China's top diplomat warned Sunday that any steps towards Taiwan's independence would be "harshly punished" after the self-ruled island defied Beijing's warnings and chose pro-sovereignty candidate Lai Ching-te as president.
Voters on the island spurned Beijing's repeated calls not to vote for Lai, delivering a comfortable victory for a man China's ruling Communist Party sees as a dangerous separatist.
Beijing, which claims Taiwan as its territory and has never renounced force to bring it under its control, responded to Lai's victory by saying it would not change the "inevitable trend of China's reunification".

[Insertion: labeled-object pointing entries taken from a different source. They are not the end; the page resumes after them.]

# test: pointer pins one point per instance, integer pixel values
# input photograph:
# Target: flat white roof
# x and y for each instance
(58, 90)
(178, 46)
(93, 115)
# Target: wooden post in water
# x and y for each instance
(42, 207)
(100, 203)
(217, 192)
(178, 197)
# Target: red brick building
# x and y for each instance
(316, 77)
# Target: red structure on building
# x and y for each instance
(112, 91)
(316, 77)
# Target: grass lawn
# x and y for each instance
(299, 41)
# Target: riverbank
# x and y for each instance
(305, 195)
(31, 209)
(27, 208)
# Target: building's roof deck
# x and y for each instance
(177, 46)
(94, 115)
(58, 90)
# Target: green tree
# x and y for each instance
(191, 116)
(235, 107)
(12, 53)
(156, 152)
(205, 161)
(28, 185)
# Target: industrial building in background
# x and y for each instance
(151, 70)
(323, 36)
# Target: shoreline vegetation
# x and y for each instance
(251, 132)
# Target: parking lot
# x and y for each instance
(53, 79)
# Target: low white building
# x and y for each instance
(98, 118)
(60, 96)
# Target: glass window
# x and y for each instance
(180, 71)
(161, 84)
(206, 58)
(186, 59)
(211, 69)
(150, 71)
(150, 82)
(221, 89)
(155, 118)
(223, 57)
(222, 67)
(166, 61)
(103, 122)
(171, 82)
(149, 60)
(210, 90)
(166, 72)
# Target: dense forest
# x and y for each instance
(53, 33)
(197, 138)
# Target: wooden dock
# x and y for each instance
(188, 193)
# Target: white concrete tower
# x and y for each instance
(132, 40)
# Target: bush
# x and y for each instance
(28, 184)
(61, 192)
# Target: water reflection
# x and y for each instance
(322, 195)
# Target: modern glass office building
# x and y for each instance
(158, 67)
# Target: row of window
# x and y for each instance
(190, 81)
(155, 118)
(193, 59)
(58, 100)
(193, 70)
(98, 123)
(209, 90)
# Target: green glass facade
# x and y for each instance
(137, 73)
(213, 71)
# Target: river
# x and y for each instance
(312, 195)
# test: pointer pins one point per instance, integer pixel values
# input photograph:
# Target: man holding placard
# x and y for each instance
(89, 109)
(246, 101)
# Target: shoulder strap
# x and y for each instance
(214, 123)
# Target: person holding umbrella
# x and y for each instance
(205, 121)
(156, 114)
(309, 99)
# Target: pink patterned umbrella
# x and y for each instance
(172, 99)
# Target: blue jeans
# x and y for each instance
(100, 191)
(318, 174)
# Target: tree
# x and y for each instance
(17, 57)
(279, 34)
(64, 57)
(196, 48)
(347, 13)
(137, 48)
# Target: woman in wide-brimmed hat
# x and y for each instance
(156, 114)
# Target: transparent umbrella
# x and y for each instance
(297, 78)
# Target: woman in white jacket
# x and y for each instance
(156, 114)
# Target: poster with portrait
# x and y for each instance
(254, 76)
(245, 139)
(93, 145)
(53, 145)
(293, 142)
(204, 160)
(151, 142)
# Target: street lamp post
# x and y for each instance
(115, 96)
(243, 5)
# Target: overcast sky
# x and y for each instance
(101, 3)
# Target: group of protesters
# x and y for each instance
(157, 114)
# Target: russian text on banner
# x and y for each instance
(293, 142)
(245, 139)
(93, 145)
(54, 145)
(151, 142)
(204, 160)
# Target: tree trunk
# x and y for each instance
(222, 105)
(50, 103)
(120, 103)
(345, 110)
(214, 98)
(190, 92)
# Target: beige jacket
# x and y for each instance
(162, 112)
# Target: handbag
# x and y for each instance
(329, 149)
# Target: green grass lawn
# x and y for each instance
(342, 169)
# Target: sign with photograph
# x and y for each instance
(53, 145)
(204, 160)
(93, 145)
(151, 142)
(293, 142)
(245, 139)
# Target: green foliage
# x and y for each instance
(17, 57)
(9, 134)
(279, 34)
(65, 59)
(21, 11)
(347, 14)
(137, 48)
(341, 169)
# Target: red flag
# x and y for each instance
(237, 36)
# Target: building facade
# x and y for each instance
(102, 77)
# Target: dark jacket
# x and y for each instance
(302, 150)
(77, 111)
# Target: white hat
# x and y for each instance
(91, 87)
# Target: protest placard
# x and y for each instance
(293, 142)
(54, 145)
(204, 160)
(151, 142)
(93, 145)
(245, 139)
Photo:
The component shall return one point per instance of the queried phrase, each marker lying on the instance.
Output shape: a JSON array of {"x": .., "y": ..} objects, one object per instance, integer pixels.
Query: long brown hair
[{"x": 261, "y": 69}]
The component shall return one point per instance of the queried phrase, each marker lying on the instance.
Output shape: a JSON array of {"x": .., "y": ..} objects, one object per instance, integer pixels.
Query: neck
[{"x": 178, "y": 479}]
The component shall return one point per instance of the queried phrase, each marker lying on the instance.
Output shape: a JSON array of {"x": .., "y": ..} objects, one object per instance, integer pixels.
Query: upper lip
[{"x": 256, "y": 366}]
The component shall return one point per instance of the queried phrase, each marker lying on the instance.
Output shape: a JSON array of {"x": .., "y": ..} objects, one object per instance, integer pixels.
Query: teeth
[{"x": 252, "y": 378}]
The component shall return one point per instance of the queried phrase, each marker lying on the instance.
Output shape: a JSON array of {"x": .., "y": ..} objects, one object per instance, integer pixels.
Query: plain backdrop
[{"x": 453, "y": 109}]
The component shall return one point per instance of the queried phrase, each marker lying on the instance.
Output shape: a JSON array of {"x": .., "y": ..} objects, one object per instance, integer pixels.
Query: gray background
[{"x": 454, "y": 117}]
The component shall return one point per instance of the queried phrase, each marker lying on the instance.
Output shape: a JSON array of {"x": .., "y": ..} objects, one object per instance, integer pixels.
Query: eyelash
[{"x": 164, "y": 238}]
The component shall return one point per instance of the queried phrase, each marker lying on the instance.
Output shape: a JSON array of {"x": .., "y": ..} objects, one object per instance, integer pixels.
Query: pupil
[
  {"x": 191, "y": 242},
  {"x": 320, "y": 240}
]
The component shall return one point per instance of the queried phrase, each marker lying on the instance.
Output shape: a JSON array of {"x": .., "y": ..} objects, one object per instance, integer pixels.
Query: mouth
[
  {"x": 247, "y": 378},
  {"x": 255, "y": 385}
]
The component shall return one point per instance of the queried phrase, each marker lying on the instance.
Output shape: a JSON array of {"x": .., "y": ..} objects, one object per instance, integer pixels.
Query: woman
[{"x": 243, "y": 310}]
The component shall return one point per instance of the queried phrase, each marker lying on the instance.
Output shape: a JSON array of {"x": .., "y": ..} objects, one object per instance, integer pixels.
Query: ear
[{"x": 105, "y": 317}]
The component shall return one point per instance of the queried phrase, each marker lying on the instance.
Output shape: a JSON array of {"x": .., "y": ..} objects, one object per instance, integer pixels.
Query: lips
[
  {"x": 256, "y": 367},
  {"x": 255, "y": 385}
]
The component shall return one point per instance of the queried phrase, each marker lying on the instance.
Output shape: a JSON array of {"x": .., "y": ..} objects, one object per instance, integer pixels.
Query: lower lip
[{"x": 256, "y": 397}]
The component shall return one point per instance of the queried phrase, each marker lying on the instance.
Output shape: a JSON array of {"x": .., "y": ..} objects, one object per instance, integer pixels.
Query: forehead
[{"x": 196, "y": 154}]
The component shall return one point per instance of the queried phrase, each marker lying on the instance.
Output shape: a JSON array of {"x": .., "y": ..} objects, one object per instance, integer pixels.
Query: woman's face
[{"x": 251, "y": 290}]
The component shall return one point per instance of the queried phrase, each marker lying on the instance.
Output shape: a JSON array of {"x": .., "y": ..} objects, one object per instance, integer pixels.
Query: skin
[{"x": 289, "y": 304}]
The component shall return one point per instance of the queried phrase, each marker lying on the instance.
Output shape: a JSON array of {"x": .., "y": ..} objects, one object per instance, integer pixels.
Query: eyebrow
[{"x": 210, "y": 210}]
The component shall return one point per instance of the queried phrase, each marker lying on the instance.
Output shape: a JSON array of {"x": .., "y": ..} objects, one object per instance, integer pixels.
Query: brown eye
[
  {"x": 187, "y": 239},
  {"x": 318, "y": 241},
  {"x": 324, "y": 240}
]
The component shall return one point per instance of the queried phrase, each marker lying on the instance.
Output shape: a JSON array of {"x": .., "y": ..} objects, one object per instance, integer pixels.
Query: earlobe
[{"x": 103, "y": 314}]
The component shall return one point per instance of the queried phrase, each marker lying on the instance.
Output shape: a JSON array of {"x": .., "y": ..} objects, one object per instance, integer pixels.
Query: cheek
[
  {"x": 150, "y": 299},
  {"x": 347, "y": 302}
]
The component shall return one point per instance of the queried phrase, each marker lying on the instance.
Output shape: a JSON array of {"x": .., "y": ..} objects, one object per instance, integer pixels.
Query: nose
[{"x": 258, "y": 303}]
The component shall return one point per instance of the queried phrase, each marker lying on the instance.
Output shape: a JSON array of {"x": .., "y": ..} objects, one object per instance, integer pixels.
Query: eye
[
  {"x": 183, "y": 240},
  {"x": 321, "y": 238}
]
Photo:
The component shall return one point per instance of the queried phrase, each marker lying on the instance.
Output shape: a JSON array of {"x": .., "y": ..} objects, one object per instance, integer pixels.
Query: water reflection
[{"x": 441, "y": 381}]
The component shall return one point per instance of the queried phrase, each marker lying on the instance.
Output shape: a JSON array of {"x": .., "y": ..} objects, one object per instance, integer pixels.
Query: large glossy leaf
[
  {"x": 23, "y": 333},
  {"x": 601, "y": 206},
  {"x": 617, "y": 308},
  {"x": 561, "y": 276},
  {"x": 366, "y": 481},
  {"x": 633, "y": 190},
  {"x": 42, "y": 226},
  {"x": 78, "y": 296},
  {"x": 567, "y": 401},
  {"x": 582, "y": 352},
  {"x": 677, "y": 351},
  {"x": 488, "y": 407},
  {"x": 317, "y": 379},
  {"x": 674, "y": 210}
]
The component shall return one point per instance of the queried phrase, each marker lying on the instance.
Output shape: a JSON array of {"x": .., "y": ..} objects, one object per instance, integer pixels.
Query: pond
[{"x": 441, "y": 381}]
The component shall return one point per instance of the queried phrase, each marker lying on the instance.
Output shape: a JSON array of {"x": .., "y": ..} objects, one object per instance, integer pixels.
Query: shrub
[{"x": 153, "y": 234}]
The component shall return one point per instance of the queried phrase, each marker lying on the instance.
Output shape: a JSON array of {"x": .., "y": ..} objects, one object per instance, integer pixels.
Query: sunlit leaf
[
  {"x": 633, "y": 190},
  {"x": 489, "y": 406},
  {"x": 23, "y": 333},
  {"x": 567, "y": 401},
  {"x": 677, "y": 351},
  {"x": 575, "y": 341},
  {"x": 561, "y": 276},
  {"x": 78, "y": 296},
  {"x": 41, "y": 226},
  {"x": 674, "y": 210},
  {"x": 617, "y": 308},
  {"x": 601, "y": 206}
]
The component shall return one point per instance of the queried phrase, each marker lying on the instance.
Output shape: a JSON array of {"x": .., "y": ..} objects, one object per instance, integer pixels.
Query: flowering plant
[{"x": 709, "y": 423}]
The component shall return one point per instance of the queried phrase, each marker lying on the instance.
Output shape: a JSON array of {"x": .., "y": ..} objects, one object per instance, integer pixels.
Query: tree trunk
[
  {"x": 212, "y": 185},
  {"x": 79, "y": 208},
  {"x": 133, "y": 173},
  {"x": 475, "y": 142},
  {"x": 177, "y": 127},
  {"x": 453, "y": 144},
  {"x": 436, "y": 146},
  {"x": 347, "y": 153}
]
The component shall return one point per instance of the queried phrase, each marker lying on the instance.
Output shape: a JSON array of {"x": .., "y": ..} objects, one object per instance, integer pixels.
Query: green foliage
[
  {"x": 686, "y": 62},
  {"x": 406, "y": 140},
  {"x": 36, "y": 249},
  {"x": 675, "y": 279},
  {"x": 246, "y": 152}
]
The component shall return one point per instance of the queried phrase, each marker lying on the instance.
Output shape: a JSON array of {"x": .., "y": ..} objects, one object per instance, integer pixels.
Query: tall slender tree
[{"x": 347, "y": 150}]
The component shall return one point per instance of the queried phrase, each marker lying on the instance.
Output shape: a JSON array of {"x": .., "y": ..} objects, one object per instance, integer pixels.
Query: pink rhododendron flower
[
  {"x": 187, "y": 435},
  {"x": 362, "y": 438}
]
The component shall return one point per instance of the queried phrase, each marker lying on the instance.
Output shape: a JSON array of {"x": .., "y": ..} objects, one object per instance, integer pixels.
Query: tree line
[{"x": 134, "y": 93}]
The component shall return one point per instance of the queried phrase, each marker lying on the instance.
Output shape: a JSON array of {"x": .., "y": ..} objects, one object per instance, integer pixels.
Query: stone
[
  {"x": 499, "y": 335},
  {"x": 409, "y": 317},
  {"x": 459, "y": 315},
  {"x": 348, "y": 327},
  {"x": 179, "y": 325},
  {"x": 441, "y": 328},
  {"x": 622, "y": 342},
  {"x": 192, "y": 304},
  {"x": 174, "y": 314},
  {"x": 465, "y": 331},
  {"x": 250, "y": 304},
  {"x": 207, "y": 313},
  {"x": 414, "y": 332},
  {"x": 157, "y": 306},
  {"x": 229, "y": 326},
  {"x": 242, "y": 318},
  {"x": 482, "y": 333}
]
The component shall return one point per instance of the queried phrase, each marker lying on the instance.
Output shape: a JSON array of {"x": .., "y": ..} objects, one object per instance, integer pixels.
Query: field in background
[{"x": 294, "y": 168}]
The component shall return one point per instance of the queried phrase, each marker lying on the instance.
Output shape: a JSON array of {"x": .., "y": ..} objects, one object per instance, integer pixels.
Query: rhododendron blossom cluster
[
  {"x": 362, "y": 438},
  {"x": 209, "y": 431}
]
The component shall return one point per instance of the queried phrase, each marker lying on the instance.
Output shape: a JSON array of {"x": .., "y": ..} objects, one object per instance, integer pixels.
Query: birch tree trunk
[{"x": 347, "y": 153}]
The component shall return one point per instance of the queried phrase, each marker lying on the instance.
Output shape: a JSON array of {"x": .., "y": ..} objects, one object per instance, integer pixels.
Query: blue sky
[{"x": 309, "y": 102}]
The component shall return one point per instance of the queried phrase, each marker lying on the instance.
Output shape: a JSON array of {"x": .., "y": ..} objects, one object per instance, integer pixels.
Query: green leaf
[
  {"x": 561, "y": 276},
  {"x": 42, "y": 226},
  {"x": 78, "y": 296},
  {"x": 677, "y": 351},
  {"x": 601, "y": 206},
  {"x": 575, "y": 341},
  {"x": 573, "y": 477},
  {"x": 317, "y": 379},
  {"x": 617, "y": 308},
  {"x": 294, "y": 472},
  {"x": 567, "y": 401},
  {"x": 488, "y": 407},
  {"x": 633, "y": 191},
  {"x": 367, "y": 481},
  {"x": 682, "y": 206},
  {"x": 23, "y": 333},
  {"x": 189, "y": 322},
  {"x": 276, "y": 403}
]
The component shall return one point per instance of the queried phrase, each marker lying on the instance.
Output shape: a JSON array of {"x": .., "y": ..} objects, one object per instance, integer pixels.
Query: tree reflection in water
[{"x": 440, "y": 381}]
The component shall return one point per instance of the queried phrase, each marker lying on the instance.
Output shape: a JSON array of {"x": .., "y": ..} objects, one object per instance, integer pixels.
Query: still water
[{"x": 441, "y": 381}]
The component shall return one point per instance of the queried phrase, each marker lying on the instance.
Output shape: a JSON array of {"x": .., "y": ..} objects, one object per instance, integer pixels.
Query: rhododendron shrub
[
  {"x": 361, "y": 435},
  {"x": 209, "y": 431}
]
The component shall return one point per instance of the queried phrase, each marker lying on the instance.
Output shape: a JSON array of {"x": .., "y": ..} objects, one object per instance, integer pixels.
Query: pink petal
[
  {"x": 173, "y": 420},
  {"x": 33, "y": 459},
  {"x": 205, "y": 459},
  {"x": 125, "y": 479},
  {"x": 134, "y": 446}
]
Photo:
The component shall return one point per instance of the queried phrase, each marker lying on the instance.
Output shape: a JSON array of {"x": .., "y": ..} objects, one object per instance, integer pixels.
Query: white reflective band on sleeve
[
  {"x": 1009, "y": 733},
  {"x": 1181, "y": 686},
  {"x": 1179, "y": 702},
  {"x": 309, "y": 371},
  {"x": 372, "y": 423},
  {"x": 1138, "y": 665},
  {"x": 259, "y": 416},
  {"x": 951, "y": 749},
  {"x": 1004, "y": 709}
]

"If anyone on the island of Taiwan thinks of going for independence, they will be trying to split apart China's territory, and will certainly be harshly punished by both history and the law," Wang Yi said in a joint press conference with his Egyptian counterpart Sameh Shoukry in Cairo.
"This is a dead end," he added.
"No matter what the results of the election are, they cannot change the basic fact that there is only one China and Taiwan is a part of it," Wang said Sunday.
"Taiwan has never been a country. It wasn't in the past, and it certainly won't be in the future," he added.
Efforts to that end, Wang warned, "seriously threatens the well-being of Taiwan compatriots, seriously harms the fundamental interests of the Chinese nation, and seriously jeopardises peace and stability in the Taiwan Strait region".